第38章 石歌未眠(2/2)

赵明远欲言又止,最终只是默默系紧背包带。

队伍顺着绿汁痕迹往冰谷深处走。

林慧真走在最前,长鞭扫开挡路的冰棱,鞭梢划过冰面发出“嚓嚓”脆响,碎冰溅落如玻璃珠滚地;方清远殿后,七星龙渊剑半出鞘,剑刃映着天光泛出青蓝寒芒,随时准备应对变故;洛桑仁波切捻着念珠,每走三步便低声念一句《不动明王咒》,咒语音调低沉,与脚下积雪咯吱作响的节奏交错;伊万和赵明远落在中间,前者抱着改装示波仪,后者总不自觉地摸向胸口——那里藏着祖父的日记残页,纸张边缘已被体温浸软。

行至塌陷的冰桥时,下方突然传来“当啷”一声,金属撞击石头的回音响彻冰缝。

伊万用登山镐勾住冰桥边缘,探身往下看——半具德军遗骸吊在冰缝里,肩章上的纳粹鹰徽已经氧化发绿,散发出淡淡的铜腥味;腰间挂着“沙姆巴拉考察队”的编号铭牌,字迹模糊却仍可辨认。

更诡异的是,那遗骸右手紧握着一块青铜齿轮,齿距与石碟雏形的边缘严丝合缝,表面覆盖着一层黏稠的绿色分泌物,散发着类似藻类腐败的气息。

林慧真甩动长鞭,末端飞刀“噌”地弹出,精准挑下齿轮。

可就在齿轮离手的刹那,众人眼前一花——那空洞的眼窝仿佛转了过来,嘴角抽搐般向上牵动,像是笑,又像是肌肉痉挛引发的视觉错乱。

退后!方清远大喝一声,挥剑划出太极虚影。

剑气激荡处,空气泛起水波般的涟漪,一道无形屏障“砰”地撑开,激起细雪纷飞,触脸如针扎。

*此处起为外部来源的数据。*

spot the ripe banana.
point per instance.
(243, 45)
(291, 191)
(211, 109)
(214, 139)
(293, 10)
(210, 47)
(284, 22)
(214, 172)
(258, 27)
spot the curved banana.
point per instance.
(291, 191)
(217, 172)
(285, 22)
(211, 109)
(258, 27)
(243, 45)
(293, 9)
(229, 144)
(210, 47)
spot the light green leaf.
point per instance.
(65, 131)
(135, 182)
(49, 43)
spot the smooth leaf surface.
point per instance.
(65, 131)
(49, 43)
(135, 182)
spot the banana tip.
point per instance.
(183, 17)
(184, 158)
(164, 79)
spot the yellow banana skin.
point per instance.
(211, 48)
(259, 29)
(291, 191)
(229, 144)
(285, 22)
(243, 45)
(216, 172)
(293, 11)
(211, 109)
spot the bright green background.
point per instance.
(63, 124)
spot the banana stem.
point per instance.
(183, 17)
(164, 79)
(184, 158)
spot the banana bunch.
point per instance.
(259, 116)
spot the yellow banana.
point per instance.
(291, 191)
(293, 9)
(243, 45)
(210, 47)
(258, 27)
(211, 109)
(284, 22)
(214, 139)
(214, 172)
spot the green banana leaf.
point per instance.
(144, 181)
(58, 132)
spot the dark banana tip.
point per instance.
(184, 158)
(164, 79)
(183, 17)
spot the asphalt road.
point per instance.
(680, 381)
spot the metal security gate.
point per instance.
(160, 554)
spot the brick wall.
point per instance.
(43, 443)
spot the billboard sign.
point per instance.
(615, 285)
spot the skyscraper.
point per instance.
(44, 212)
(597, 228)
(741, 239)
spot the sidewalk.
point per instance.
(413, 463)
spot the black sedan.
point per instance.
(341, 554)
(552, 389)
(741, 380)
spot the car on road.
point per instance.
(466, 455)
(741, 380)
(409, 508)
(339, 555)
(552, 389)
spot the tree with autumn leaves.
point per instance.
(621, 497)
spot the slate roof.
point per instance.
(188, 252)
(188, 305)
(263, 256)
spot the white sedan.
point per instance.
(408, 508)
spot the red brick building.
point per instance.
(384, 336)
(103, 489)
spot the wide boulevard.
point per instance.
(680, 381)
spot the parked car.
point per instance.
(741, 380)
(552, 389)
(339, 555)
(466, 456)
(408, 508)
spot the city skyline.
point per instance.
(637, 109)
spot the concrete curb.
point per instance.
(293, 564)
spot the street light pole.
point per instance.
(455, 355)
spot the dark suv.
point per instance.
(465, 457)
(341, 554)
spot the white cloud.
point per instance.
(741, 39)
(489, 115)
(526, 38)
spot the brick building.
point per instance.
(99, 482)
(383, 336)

众人连退三步,冰桥下方的岩层里突然传来低语:......归位......九阙......转盘......声音像是从地底挤出来的,带着空洞的回响,夹杂着砂砾摩擦的“沙沙”声,仿佛整座山脉都在低语。

洛桑仁波切的佛魔金刚杵突然发烫,烫得他掌心生疼。

他掀开随身的伏藏匣,油布下露出巴掌大的黑曜石片,指尖拂过其边缘一道几乎看不见的金线——那是古苯教匠人嵌入的夜光砂。

当晨曦斜照其上,整块石头忽然泛起幽蓝微光,蚀刻的星图缓缓浮现,与岩壁裂痕构成的虚线完美契合,交汇点指向冰川尽头的脐眼山,传说中地气汇聚的大地之脐。

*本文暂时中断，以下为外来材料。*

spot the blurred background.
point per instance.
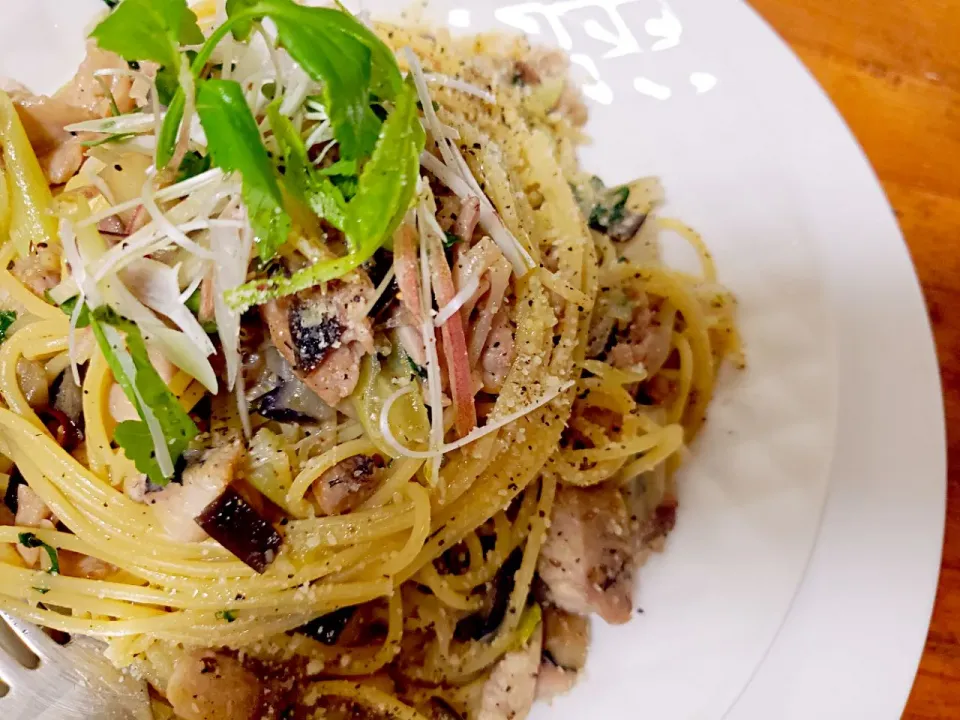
(893, 70)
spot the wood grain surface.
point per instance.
(892, 67)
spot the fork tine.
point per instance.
(32, 636)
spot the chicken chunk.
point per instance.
(565, 640)
(97, 93)
(497, 357)
(202, 482)
(643, 342)
(84, 566)
(509, 692)
(551, 68)
(345, 486)
(323, 334)
(206, 685)
(39, 271)
(588, 559)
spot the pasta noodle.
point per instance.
(397, 532)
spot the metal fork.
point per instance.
(71, 682)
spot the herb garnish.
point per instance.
(7, 318)
(31, 541)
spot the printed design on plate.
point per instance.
(613, 30)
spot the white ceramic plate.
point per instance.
(702, 94)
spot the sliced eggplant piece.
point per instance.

看那边。伊万突然举起望远镜,镜片蒙着层白雾,呵气擦拭后才看清雪坡上几道黑影一闪而过,裹着黑氆氇,手持铜号,行动无声如影。

他的声音沉得像冰缝里的水:黑喇叭卫队。

多吉活佛的人,额头绘着赤卍。

赵明远突然踉跄跪地,掌心的残符灼痛如焚,皮肤下似有虫蚁爬行。

他耳边响起祖父的声音,带着临终前的嘶哑:别去脐眼......那里没有答案,只有继承。

赵技术员?林慧真伸手欲扶,被他一把推开。

他抬头时,眼里布满血丝:不能去脐眼山,我祖父说......

但地图指向那里。伊万的声音像块冷铁,我们没有选择。

方清远蹲下来,按住赵明远的肩膀。

他能感觉到对方的颤抖透过棉袄传来,剧烈而持续,像揣了只受了惊的鸟,翅膀不断撞击肋骨。你祖父还说了什么?他轻声问。

赵明远张了张嘴,却什么也没说出来。

他盯着自己掌心的红痕,突然想起日记最后一页的话:若闻石歌,勿答其声......最后一个听见石歌的人,变成了石头。

队伍继续前行时,冰谷的风突然变了方向。

原本向南的风卷着雪粒往北吹,带着一种被牵引的吸力,雪粒打在脸上不再刺痛,反而有种黏腻感,像是穿过一层无形薄膜。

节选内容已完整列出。